All is not so dreary though. If I wrote the statement above about failure 5 years ago, I’ve had a while to think of how to get out of the neat intellectual loop I’d created.

That, however, is not the topic of this post. I don’t believe much in preaching. Opinions are overrated and cheap. Advice is nothing more than a form of self-flattery.

I was thinking about all this tonight because I saw a bunch of people at church this morning and at the Mother’s Day lunch this afternoon.

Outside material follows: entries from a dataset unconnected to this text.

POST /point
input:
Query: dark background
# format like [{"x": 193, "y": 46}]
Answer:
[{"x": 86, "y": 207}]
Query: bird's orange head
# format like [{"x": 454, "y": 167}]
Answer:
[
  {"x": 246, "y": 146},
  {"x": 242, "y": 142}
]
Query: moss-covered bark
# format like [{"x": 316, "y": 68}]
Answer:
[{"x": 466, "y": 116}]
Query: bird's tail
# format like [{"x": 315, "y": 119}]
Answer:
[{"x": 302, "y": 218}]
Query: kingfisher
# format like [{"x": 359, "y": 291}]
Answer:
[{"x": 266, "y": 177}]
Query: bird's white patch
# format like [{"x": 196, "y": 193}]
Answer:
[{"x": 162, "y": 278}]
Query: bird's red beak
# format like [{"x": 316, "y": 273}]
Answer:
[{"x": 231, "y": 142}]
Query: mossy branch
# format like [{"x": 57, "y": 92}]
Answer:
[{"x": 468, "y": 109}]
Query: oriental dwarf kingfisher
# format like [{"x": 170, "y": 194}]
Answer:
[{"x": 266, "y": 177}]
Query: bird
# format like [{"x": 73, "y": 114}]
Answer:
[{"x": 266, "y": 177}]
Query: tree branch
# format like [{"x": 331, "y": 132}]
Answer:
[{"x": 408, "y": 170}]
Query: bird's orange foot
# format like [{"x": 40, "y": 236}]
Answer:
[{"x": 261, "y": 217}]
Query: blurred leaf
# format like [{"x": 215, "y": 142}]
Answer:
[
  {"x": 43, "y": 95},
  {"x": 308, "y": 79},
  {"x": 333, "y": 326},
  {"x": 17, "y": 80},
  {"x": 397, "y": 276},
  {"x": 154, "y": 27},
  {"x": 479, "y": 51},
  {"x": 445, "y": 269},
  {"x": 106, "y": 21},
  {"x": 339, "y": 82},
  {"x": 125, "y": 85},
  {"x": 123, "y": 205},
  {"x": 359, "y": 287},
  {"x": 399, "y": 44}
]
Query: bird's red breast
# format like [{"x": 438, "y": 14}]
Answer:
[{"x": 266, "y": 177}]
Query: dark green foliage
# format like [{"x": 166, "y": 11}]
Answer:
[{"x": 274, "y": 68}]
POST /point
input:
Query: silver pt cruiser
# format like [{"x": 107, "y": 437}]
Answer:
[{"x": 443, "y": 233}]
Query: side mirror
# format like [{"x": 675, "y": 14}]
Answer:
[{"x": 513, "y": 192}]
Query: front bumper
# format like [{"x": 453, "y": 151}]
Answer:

They kept asking me whether or not I liked my job, whether I was happy in Atlanta. I said some shit because they are nice people, but the more I thought about it, the more I wondered: You know, I am exactly where I said I wanted to be, but so what?? Aren’t I always? What does achieving my goals have to do with being happy?

What is success to you?

3 Responses to “Success = Happiness??”
  1. anne says:

    In an article titled, “Why am I perpetually unhappy?” an interesting point about overthinking emotions was made. When a person thinks about an emotion or feeling (such as happiness or even success) there comes a point at which they spend more time thinking and less time actually experiencing.

    Maybe you should spend less time thinking about happiness and just decide to BE happy. Happiness is just as much a choice as it is a feeling.

  2. Josh says:

    You’ve already found happiness, dude. It’s called drinking alone. The title popped into your head because you were successful in your attempt to move the beer from the bottle to your belly, and this success caused you happiness. However, too much success too fast can lead to extreme misery and wet sheets the next day.

  3. Elliott says:

    Anne,

    Thank you honestly for the concern.

    I think I asked: “What is success to you?”

    I can’t, for the life of me, locate the line where I soliticed advice on how to make me happy.